| (Installation) |
Today we visited The Inhospitable Landscape at Wolstenhome Creative Space and I found it really exciting and new. Unlike some of the things I have seen in the Biennial that have seemed a bit "safe" and conventional, I found the scale and interactive element of the work really unusual and overwhelming. The installation of trees and video in the same area reminded me of something out of a music video for The Cure or a Tim Burton film. It was quite eery, and quite unoriginal, until I noticed the TV screens dotted within the foliage and the specifically made for exhibition music. What I did think was unusual about the exhibition was that the literary inspirations that were noted by the artists were made available in a kind of mini-library within the work so that you could take it home and see how it related or inspired it perhaps. I glanced briefly over the titles and saw "Nineteen Eighty-Four" by George Orwell, as well as "Great Expectations" and "Mrs Dalloway". I found that quite fun within the exhibition to try and see the links there. For example, I thought the presence of the beat of the music and TV screens hidden within the trees were quite evocative of "Nineteen Eighty-Four" I liked how the artists had taken the theme of hospitality and reversed it within this exhibition as so far I've seen quite safe and friendly interpretations of the theme, although here the space was very inviting and not "unfriendly" as one might assume.

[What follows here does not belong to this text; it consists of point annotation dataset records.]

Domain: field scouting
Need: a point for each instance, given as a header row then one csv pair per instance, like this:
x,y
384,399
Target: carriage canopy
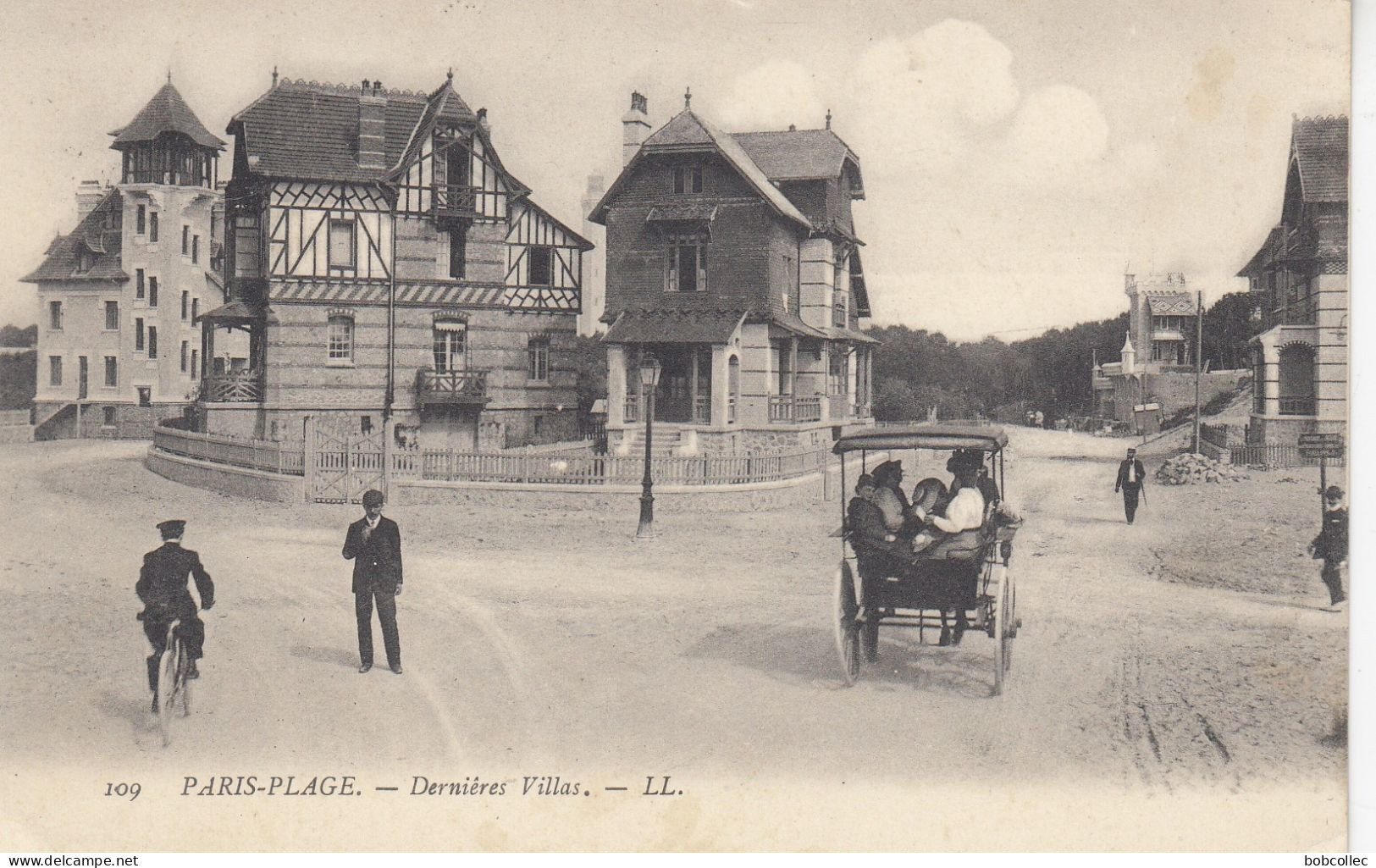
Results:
x,y
988,439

Along with some wallpaper designs, there was also another room containing video art that portrayed differences between natural and man-made (shots of forests contrasted with architecture or urban life). I liked this and I thought the size at which it was projected was really effective and almost all-consuming. The shots of buildings and tower blocks, reminded me of the work of Hilary Lloyd, ("Tower Block") that was in the 2011 Turner Prize show, especially with the way the camera scanned up and down the buildings. The same shots and them of architecture within nature also reminded me of the Cyprien Caillard film "The Smithsons" that was on this year at Manchester Art Gallery. I think for the theme of hospitality and the unexpected guest this idea is quite relevant as, in my opinion, it conjures ideas about where we as humans fit into the world and how we effect it. Architecture is probably an unexpected and perhaps unwelcome guest in nature. The shots of urban life were very grey and dull and quite oppressive/depressing, in the same way that tower-blocks blot out life, in the same way that cities perhaps block out nature, in the same way we become so wrapped up in ourselves and our own creations/habitats that we become oblivious to the beauty that exists beyond us and our egos and our creations.
| (Film Projection) |
I found the visit really invigorating. The old industrial building it was set in was a really effective gallery space and I thought it was really successful, especially for a group of young artists!